Paste di meliga semi-integrali (le mie)

Per questa ultima pubblicazione (prima delle vacanze del team che, come ogni anno a fine giugno spegne i forni per riaccenderli ad inizio settembre), per Il Granaio baking-time, ho deciso di preparare qualcosa di dolce, so che ne ho già parlato varie volte, ma queste paste sono un must in Piemonte, assolutamente immancabile ed irrinunciabile, potrete trovare questi deliziosi dolcetti in ogni panificio e in ogni pasticceria in una versione generalmente più delicata e dal formato mignon, classico sabaudo. Questa ricetta è mia, ogni pasticcere e panettiere ha la sua ed io non faccio differenza :-)  per questa occasione ho voluto idearne una semi-integrale per chi, come me, ama tantissimo il sapore di farine poco raffinate e la consistenza un po' rustica di questo nostro "biscotto".
Provate, se volete, anche le paste di meliga di Montersino, le mie paste di meliga fini al miele (con le quali avevo anche vinto un contest) e la versione classica che si può trovare in tutti i libri di pasticceria piemontese. Io...indovinate quale preferisco? :-)


Cosa serve:
70 g. farina di mais integrale per polenta
50 g. farina di mais tipo fumetto (per pasticceria)
40 g. farina 00
40 g. farina di mais fioretto
80 g. burro morbido
85 g. zucchero semolato (possibilmente extrafine)
45-50 g. tuorlo (2 grandi o 3 piccoli)
1/4 cucchiaino di lievito per dolci
1 pizzico sale
scorza di mezzo limone bio grattugiata
latte freddo q.b. (2-3 cucchiai)

Montare il burro tenuto fuori dal frigo almeno da due ore con lo zucchero, il pizzico di sale e la scorza del limone grattugiata, quando la massa è biancastra unire, uno alla volta i tuorli, poi le farine precedentemente mescolate con il lievito setacciato, amalgamare velocemente ed unire latte q.b. (poco) per ottenere un composto consistente ma non solido ne asciutto come una comune frolla, è un impasto piuttosto consistente, dev'essere morbido il giusto da poterlo modellare con una sac a poche ma non troppo altrimenti in cottura la pasta perde la sua forma (bisogna provare e riprovare o imparare direttamente da qualcuno che le sappia fare).

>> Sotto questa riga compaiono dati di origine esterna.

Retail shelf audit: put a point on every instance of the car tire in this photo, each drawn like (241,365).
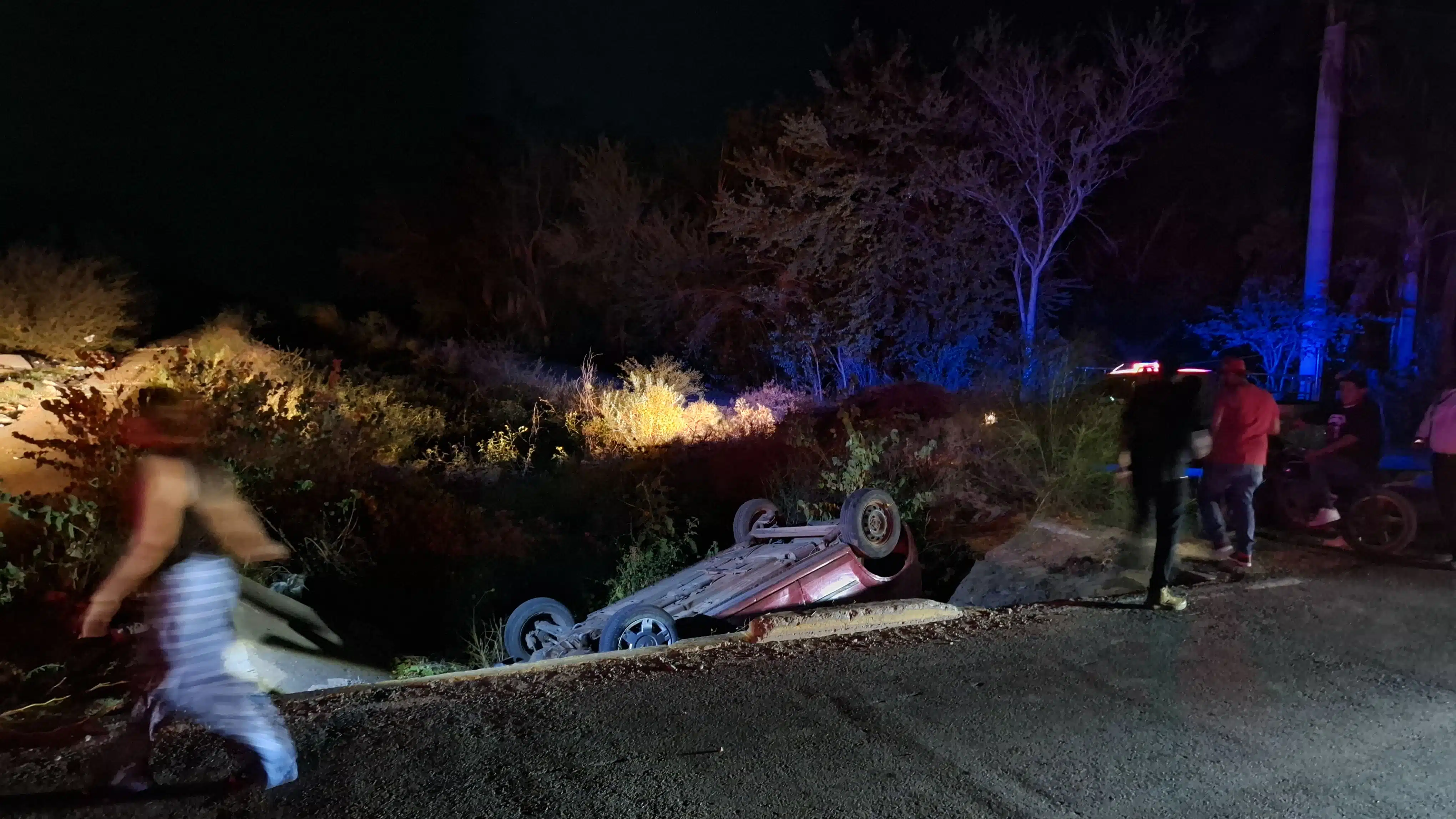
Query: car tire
(749,515)
(525,619)
(1381,523)
(637,627)
(870,522)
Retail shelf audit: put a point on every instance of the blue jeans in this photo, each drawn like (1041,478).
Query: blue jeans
(1231,485)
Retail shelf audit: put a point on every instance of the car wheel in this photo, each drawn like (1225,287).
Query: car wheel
(1382,523)
(870,522)
(638,627)
(752,514)
(534,625)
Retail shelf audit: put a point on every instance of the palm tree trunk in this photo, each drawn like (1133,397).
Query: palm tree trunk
(1323,194)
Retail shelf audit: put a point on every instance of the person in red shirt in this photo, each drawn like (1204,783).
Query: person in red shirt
(1244,418)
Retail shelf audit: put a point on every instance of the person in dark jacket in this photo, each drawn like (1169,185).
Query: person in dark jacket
(1158,428)
(1355,434)
(190,529)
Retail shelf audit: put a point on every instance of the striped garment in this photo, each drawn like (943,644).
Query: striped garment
(191,617)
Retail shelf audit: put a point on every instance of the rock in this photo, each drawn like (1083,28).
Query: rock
(1049,561)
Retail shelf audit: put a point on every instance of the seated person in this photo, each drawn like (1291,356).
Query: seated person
(1350,457)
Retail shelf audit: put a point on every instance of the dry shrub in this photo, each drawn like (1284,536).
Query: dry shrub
(648,410)
(662,405)
(493,366)
(63,309)
(775,398)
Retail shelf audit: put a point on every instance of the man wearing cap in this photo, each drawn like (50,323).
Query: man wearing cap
(1244,418)
(1350,457)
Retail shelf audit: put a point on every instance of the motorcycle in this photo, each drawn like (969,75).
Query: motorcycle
(1374,518)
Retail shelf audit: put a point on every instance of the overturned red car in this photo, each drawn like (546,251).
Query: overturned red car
(868,553)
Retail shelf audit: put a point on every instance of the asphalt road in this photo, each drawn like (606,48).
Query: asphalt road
(1329,696)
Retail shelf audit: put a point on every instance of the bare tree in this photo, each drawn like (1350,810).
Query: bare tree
(867,263)
(1052,130)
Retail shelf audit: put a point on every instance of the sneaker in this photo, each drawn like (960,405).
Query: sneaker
(1168,601)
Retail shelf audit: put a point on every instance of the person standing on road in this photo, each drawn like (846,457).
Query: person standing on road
(188,523)
(1158,430)
(1244,418)
(1438,434)
(1350,457)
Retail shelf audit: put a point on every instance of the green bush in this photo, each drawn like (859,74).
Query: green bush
(654,549)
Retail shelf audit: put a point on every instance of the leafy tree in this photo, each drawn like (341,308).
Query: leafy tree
(1279,326)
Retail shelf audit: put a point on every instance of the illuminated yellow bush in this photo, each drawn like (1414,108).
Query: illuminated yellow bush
(62,309)
(662,405)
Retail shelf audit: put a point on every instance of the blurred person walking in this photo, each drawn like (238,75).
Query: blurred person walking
(1244,419)
(190,526)
(1438,434)
(1158,428)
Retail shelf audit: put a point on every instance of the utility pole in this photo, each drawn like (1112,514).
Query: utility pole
(1323,195)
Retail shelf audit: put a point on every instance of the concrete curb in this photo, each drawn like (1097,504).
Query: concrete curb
(848,620)
(767,629)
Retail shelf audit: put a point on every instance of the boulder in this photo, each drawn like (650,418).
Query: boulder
(1050,561)
(286,649)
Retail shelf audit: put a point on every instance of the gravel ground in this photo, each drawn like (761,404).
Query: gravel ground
(1329,695)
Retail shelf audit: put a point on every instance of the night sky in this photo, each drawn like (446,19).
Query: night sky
(225,149)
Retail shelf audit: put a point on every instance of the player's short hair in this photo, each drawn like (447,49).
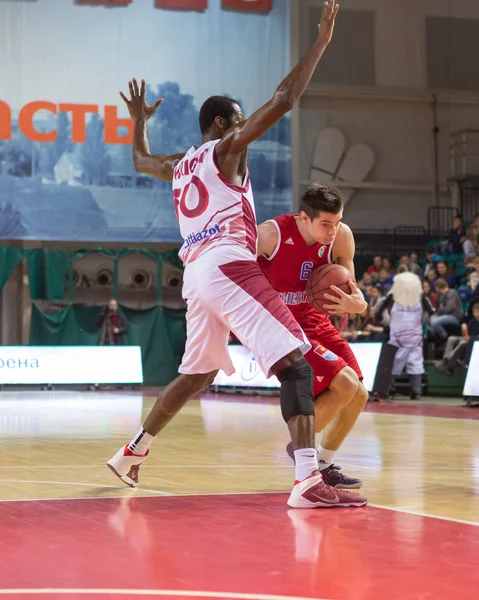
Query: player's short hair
(321,198)
(216,106)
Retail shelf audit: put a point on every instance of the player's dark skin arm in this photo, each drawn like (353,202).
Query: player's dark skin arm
(157,165)
(231,151)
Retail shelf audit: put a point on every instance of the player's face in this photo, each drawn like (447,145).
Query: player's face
(324,227)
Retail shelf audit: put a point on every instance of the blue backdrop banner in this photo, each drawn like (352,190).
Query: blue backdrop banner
(66,171)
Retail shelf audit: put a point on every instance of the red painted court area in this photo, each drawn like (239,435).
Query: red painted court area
(232,546)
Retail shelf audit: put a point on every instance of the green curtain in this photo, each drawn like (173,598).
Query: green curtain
(10,258)
(47,273)
(50,270)
(159,331)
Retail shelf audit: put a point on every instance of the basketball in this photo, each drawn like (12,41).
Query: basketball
(322,279)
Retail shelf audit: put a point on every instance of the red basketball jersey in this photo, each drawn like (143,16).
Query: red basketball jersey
(290,265)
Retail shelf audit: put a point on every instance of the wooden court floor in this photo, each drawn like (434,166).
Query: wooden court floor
(210,519)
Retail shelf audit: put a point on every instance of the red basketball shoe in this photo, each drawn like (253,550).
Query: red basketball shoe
(312,492)
(126,465)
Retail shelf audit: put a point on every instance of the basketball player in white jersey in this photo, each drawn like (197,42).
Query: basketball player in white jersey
(224,287)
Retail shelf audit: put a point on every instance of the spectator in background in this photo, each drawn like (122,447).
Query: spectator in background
(456,237)
(475,227)
(429,262)
(387,264)
(466,292)
(377,264)
(367,279)
(385,280)
(459,349)
(469,246)
(414,266)
(373,325)
(444,272)
(428,293)
(449,310)
(367,291)
(112,325)
(350,326)
(431,277)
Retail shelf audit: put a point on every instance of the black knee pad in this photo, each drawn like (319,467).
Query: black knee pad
(296,390)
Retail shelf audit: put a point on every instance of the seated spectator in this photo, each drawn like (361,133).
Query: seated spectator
(449,310)
(414,265)
(475,227)
(456,237)
(367,279)
(430,295)
(367,291)
(444,272)
(469,246)
(385,280)
(429,261)
(387,264)
(377,264)
(473,278)
(431,277)
(459,349)
(466,292)
(373,325)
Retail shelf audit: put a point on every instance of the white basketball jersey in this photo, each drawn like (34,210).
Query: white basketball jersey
(212,212)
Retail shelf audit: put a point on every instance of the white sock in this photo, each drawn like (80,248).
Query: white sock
(140,443)
(325,457)
(306,463)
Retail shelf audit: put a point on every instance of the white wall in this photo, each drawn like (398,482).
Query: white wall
(395,116)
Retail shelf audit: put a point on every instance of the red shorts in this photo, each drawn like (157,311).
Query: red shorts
(330,353)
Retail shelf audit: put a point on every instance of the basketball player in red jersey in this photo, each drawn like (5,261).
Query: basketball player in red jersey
(290,247)
(224,287)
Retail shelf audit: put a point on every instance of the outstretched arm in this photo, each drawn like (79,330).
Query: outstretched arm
(158,165)
(286,95)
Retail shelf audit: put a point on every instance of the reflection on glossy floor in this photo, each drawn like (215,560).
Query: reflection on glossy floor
(54,445)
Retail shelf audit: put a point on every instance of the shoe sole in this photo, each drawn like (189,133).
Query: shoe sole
(339,486)
(112,468)
(327,505)
(344,486)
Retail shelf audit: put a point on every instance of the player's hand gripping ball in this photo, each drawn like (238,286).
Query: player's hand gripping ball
(318,288)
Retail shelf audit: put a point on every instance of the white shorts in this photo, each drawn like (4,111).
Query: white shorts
(235,297)
(410,358)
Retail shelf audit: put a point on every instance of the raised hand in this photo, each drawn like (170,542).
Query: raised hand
(326,27)
(137,106)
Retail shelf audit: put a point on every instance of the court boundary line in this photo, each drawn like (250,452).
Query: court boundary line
(147,592)
(160,493)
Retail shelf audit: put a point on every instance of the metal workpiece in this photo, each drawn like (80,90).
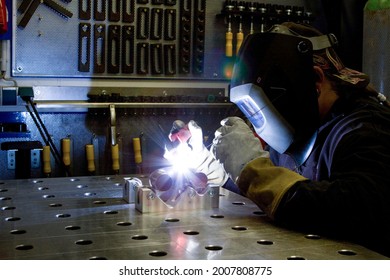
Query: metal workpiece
(87,218)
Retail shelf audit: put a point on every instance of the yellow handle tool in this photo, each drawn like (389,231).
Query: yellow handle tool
(115,158)
(46,160)
(137,150)
(65,145)
(240,38)
(229,44)
(90,153)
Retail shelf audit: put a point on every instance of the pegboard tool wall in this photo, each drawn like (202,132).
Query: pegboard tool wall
(162,39)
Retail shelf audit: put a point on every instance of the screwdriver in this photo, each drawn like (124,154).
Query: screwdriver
(90,154)
(229,34)
(240,33)
(46,160)
(252,9)
(137,154)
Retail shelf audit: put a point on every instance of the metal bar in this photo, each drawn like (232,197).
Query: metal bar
(85,104)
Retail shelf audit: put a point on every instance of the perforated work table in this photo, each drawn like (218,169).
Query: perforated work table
(86,218)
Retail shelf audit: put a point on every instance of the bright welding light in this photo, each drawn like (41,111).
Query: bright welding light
(182,158)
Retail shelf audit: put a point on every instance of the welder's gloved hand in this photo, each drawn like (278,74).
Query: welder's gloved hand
(235,145)
(192,153)
(202,159)
(266,184)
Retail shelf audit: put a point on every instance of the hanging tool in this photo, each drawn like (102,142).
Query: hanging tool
(156,59)
(46,159)
(90,154)
(85,9)
(114,142)
(185,28)
(263,12)
(99,61)
(138,154)
(84,51)
(66,147)
(229,34)
(99,10)
(28,8)
(128,11)
(27,95)
(199,37)
(252,10)
(127,49)
(113,48)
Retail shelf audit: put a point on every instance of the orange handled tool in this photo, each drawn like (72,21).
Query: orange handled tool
(90,154)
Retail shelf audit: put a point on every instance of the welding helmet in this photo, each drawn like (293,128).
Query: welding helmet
(273,84)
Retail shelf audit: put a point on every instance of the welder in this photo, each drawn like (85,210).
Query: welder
(324,168)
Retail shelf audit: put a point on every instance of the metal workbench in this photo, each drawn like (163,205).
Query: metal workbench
(86,218)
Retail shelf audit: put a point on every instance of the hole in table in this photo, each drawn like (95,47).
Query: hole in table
(158,253)
(98,202)
(172,220)
(12,219)
(110,212)
(265,242)
(84,242)
(89,194)
(259,213)
(8,208)
(346,252)
(191,232)
(124,224)
(37,181)
(213,247)
(238,203)
(139,237)
(217,216)
(18,231)
(312,236)
(24,247)
(55,205)
(63,215)
(97,258)
(239,228)
(296,258)
(72,227)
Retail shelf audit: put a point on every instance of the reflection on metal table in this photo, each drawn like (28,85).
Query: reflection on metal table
(86,218)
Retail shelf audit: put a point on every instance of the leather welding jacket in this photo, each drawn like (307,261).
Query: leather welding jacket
(347,193)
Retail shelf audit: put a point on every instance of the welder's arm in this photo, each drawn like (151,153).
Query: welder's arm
(235,145)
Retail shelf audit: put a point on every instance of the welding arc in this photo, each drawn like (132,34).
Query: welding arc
(45,135)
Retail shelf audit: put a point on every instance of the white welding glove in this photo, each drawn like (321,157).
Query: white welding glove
(203,160)
(194,155)
(235,144)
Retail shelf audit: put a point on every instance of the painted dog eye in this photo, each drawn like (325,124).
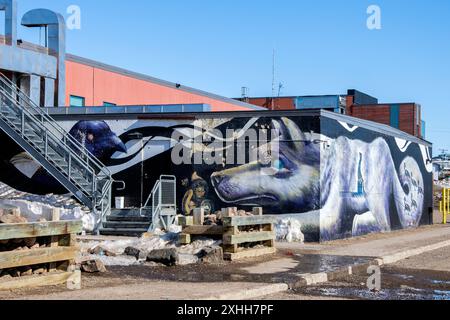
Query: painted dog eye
(278,164)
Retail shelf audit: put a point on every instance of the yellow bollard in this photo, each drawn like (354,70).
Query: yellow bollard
(445,199)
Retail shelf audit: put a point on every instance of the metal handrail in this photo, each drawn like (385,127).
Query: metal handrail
(94,179)
(53,138)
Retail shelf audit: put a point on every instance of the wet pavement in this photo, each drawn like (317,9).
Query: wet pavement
(287,268)
(396,284)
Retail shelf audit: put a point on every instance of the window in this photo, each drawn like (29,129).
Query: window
(395,116)
(76,101)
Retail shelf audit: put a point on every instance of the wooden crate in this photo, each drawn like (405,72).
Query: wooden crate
(55,254)
(235,238)
(237,242)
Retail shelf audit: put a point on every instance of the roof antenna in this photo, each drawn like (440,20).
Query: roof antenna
(273,79)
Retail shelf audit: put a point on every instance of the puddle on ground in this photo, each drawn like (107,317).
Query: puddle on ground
(316,263)
(385,294)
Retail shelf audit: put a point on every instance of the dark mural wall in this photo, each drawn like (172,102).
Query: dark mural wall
(338,180)
(372,182)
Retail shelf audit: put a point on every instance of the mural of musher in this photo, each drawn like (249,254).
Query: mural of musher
(196,196)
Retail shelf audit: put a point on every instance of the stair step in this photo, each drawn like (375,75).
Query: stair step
(122,232)
(115,218)
(126,225)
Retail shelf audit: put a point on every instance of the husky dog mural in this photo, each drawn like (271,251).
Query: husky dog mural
(337,179)
(343,179)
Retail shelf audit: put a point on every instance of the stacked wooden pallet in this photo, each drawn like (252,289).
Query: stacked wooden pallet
(242,236)
(39,254)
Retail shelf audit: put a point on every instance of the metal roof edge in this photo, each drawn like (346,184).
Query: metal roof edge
(140,76)
(375,126)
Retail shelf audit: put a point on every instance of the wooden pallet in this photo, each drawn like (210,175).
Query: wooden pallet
(237,242)
(55,255)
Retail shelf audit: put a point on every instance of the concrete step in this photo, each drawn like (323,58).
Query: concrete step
(123,232)
(114,218)
(126,225)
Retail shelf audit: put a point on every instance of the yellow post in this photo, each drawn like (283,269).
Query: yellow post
(444,197)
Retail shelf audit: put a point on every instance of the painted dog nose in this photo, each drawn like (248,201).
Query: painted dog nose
(217,179)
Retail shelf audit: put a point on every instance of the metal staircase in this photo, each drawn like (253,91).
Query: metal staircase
(159,212)
(65,158)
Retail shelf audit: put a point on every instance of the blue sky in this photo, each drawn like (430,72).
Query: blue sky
(322,47)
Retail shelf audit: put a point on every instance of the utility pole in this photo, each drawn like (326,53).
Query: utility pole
(273,80)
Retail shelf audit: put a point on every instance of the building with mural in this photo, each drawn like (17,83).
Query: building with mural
(340,176)
(403,116)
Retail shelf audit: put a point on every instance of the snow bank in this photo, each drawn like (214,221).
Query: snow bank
(35,207)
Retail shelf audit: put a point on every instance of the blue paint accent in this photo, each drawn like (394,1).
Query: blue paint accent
(424,129)
(361,191)
(395,116)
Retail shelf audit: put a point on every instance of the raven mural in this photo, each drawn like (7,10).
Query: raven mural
(19,170)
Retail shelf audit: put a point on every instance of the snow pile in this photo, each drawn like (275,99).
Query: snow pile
(289,230)
(112,252)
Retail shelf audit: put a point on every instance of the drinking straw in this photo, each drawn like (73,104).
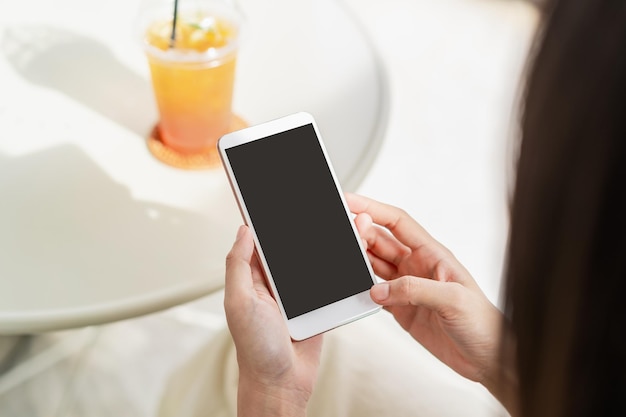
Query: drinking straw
(173,37)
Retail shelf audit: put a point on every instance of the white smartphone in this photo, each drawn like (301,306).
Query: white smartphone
(305,236)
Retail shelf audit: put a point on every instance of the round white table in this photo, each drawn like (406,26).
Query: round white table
(92,227)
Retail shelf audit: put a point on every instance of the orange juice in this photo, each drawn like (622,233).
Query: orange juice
(193,79)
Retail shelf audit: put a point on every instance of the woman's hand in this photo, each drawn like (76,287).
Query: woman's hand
(276,374)
(430,294)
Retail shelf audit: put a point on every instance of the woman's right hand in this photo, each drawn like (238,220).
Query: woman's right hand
(430,294)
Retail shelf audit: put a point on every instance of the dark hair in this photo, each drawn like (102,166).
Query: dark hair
(565,292)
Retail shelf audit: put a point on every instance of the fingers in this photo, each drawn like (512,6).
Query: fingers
(396,220)
(379,241)
(409,290)
(238,269)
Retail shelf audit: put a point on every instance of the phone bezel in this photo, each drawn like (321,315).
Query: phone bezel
(323,318)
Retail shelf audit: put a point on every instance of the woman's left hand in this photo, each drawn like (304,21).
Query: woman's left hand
(276,374)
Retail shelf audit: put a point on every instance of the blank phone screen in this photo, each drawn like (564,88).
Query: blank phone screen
(300,221)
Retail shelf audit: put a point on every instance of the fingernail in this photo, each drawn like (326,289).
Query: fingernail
(380,292)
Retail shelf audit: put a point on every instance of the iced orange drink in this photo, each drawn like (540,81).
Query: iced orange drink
(193,77)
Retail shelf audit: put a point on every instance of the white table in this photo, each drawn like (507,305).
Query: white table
(92,227)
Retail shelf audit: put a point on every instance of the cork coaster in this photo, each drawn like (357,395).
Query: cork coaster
(205,160)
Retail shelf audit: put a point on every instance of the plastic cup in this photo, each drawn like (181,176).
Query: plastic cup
(193,77)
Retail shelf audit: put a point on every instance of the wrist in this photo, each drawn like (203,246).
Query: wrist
(255,398)
(502,382)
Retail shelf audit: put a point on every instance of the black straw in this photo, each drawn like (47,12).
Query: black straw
(173,37)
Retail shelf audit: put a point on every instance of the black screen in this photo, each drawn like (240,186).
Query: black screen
(299,219)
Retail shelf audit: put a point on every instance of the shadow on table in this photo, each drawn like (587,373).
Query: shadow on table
(71,235)
(83,69)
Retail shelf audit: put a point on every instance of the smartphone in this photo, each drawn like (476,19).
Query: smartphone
(305,236)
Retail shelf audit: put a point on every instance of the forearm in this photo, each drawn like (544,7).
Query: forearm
(256,400)
(503,382)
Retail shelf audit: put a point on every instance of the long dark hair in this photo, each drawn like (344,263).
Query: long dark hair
(566,264)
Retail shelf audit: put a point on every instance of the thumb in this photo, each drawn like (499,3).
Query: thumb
(410,290)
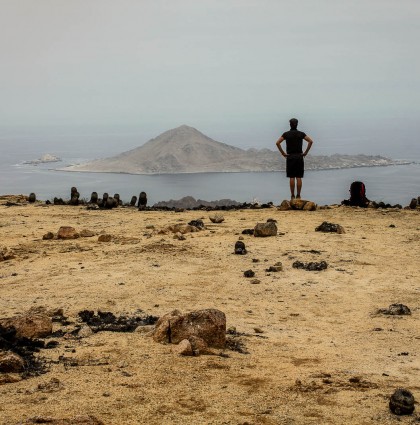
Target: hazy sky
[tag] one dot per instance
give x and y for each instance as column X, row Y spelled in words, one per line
column 235, row 69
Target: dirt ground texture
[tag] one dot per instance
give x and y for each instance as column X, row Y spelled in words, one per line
column 321, row 353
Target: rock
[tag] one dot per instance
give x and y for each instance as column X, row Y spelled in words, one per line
column 29, row 325
column 197, row 223
column 309, row 206
column 330, row 227
column 285, row 206
column 142, row 201
column 67, row 232
column 402, row 402
column 413, row 204
column 217, row 218
column 395, row 310
column 297, row 204
column 240, row 248
column 48, row 236
column 209, row 325
column 184, row 348
column 265, row 229
column 85, row 331
column 278, row 267
column 6, row 254
column 11, row 362
column 312, row 266
column 75, row 420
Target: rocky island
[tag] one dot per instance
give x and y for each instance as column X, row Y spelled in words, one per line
column 186, row 150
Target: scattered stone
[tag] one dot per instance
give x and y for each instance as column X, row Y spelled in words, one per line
column 67, row 232
column 240, row 248
column 311, row 266
column 309, row 206
column 48, row 236
column 217, row 218
column 105, row 238
column 29, row 325
column 265, row 229
column 197, row 223
column 6, row 254
column 11, row 362
column 285, row 206
column 179, row 236
column 395, row 310
column 278, row 267
column 86, row 233
column 184, row 348
column 330, row 227
column 85, row 331
column 209, row 325
column 402, row 402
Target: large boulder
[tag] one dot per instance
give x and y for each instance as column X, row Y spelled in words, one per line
column 30, row 325
column 265, row 229
column 208, row 324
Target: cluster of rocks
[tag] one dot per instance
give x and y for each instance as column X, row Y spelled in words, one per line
column 297, row 204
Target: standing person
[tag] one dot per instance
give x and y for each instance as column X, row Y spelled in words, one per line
column 294, row 156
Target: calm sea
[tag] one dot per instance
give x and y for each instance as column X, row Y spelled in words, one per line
column 393, row 184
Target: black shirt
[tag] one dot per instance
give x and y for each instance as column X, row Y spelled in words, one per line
column 294, row 141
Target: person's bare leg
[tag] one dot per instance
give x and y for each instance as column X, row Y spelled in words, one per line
column 292, row 187
column 299, row 186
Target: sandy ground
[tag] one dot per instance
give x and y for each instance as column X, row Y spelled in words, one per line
column 324, row 356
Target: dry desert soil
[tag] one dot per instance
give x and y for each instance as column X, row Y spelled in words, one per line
column 309, row 346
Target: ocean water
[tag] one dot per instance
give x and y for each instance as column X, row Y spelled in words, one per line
column 392, row 184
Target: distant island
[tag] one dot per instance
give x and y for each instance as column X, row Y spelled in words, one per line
column 186, row 150
column 45, row 159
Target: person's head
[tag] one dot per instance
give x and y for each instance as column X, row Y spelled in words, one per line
column 293, row 123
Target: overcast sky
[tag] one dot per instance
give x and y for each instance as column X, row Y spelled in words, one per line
column 236, row 70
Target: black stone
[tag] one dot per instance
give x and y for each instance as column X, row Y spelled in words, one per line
column 402, row 402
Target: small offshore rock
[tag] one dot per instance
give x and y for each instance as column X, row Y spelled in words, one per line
column 311, row 266
column 402, row 402
column 67, row 232
column 249, row 273
column 240, row 248
column 217, row 218
column 330, row 227
column 265, row 229
column 48, row 236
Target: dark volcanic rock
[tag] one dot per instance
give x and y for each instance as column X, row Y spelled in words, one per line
column 330, row 227
column 240, row 248
column 312, row 266
column 395, row 310
column 402, row 402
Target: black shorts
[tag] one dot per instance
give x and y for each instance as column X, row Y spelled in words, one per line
column 294, row 166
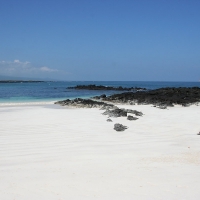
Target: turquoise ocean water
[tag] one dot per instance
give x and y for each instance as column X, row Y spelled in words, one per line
column 54, row 91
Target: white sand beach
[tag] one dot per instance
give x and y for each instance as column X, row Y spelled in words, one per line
column 48, row 152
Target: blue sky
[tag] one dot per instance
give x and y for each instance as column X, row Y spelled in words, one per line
column 122, row 40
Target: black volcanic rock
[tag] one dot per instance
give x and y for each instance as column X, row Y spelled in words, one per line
column 131, row 118
column 115, row 113
column 119, row 127
column 85, row 103
column 162, row 97
column 101, row 87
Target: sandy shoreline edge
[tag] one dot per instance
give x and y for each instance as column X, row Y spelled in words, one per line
column 64, row 153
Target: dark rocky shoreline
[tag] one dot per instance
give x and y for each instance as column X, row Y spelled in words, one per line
column 101, row 87
column 163, row 97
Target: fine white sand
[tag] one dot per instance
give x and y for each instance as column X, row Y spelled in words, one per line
column 48, row 152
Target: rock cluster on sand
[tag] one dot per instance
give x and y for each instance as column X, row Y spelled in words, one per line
column 121, row 112
column 162, row 97
column 119, row 127
column 101, row 87
column 111, row 110
column 85, row 103
column 131, row 118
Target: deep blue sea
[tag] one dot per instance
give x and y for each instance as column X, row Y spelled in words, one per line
column 54, row 91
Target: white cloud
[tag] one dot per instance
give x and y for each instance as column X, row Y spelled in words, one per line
column 18, row 68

Con l'aiuto di una spatola inserire l'impasto in una tasca da pasticcere usa e getta resistente o in tessuto munito di bocchetta a stella, formare subito le paste di meliga, un po' distanziate tra loro perchè si allargheranno un pochino, sulla leccarda rivestita con carta da forno; mettere la leccarda in frigorifero almeno 20 minuti, meglio ancora se per più tempo. Intanto preriscaldare il forno statico a 160°/165° infornare per 15-20 minuti (dipende dal forno).Trasferire sulla gratella e lasciare raffreddare, conservare i biscotti in una scatola di latta.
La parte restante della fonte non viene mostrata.